Should Congress hold hearings on the NCAA?

Norman Ornstein writes in The Atlantic:

"A couple of weeks ago, the usually astute Washington Post sports columnist Sally Jenkins wrote disdainfully of the move toward a union, saying athletes are "highly privileged scholarship winners who get a lot of valuable stuff for free. This includes first-rate training in the habits of high achievement, cool gear, unlimited academic tutoring for gratis, and world-class medical care that no one else has access to." Apparently it also includes starvation diets for poor kids who come to college without any money.

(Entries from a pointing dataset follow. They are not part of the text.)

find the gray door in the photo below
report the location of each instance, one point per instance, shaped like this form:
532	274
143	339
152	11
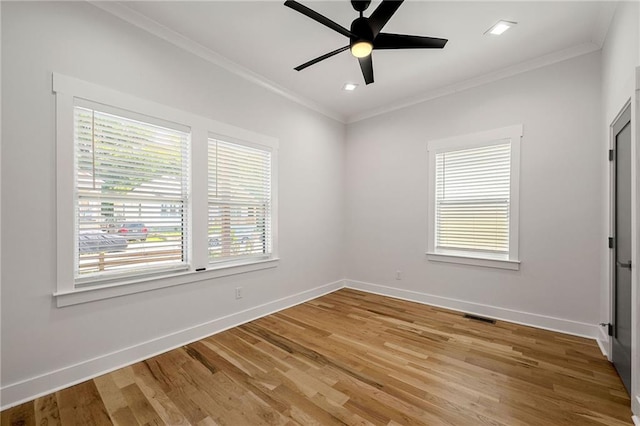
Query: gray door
621	355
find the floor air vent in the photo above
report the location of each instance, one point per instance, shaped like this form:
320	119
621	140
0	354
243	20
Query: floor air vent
482	319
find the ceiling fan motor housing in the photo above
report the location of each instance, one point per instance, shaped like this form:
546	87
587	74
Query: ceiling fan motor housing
360	5
362	30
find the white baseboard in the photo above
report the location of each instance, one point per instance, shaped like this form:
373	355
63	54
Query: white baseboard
525	318
603	343
27	390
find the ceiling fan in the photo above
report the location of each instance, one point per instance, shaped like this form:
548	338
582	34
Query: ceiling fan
365	36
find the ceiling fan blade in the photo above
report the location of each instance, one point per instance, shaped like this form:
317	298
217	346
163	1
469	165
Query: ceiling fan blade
402	41
366	65
382	14
317	17
321	58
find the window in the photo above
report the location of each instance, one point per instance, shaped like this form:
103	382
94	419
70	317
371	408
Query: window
127	171
239	201
148	198
473	198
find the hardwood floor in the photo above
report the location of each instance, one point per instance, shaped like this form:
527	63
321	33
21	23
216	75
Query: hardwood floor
353	358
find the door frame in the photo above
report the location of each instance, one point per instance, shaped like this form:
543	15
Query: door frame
634	101
635	277
612	222
613	168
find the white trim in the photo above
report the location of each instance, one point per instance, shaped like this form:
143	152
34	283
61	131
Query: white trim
145	23
603	343
544	322
26	390
139	285
514	135
68	91
513	265
543	61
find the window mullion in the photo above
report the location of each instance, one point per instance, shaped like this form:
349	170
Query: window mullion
199	204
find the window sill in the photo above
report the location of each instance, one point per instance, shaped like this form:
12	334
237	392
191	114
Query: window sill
466	259
122	288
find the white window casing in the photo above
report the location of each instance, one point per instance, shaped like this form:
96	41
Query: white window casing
124	164
474	198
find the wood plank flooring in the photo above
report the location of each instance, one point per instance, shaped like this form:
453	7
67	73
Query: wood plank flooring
358	359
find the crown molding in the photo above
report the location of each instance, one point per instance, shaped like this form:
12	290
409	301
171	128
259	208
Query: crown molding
543	61
145	23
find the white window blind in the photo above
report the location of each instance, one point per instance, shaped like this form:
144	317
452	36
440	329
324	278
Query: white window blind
131	195
239	201
472	199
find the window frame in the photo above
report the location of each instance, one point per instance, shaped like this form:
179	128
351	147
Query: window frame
234	141
476	140
67	90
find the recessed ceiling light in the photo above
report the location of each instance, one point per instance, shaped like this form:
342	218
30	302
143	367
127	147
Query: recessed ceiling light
500	27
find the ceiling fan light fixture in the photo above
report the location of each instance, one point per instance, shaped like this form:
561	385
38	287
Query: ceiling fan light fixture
361	49
500	27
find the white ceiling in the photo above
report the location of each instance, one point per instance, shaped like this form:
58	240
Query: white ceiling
265	40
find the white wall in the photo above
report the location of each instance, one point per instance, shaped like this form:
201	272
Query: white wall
44	347
620	57
561	237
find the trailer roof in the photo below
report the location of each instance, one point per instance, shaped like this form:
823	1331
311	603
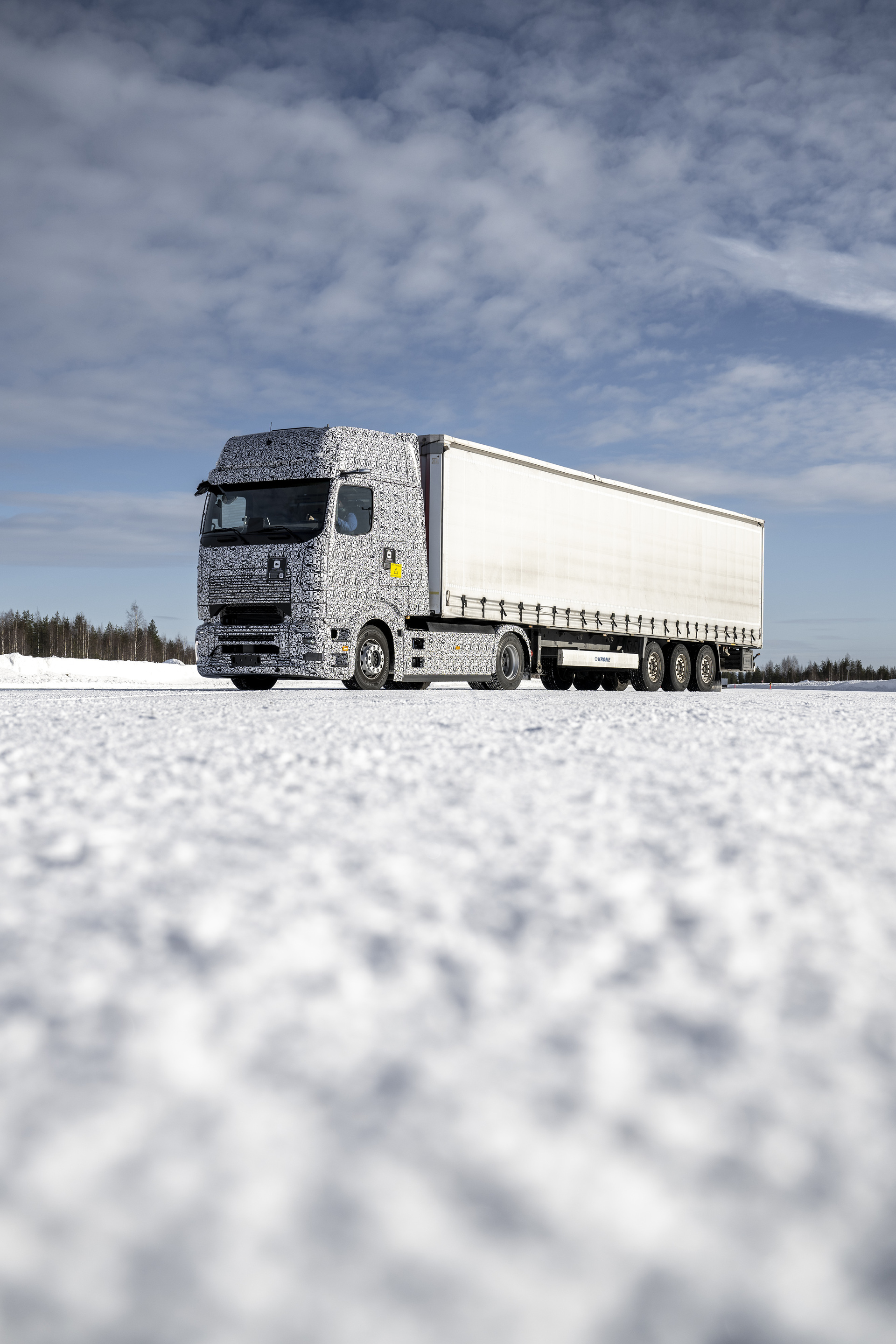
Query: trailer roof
449	440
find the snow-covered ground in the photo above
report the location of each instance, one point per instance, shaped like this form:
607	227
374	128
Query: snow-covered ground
448	1016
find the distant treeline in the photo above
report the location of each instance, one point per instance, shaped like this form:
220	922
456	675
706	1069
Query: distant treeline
846	670
58	636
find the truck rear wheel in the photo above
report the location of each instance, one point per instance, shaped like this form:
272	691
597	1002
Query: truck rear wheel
254	683
652	671
555	678
678	670
371	662
703	674
508	665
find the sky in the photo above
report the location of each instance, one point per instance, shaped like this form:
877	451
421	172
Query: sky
655	241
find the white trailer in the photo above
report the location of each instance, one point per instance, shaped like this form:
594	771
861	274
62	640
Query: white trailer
514	538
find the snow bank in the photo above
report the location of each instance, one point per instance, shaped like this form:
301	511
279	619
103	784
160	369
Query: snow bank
448	1018
816	686
21	670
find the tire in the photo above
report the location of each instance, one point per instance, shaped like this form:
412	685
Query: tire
371	662
617	679
703	674
510	665
555	678
678	670
652	671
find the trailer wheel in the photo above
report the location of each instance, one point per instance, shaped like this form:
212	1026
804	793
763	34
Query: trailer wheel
555	678
678	670
703	674
614	680
508	666
652	671
371	662
254	683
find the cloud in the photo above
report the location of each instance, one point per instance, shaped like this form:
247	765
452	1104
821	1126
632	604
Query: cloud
769	431
115	530
216	217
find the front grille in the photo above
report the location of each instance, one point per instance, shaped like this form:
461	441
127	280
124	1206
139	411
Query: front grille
254	615
250	648
238	588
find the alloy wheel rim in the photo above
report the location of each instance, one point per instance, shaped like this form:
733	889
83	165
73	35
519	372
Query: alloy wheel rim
371	659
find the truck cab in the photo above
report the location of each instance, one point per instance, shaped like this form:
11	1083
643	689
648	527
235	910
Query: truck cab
309	537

And the "unlimited academic tutoring" apparently led to the 8 percent graduation rate for these privileged athletes at UConn, which actually got the program suspended a year ago because the rate was so abysmal, and led no doubt to wonderful academic preparation for the "one and out" freshman class who have made many millions of dollars for Kentucky coach John Calipari. Not to mention the pathetic one-paragraph 'research paper' written by a University of North Carolina athlete that was all over Twitter a few weeks ago."

And then:
"Calling on Congress: It is time for probing hearings into corruption at the NCAA and the serious misuse of college athletics and college athletes by major educational institutions for their own profit. Haul up Mark Emmert, a passel of college presidents and athletic directors, Shabazz Napier and other current and former athletes who have been exploited by the system, and let the chips fall where they may."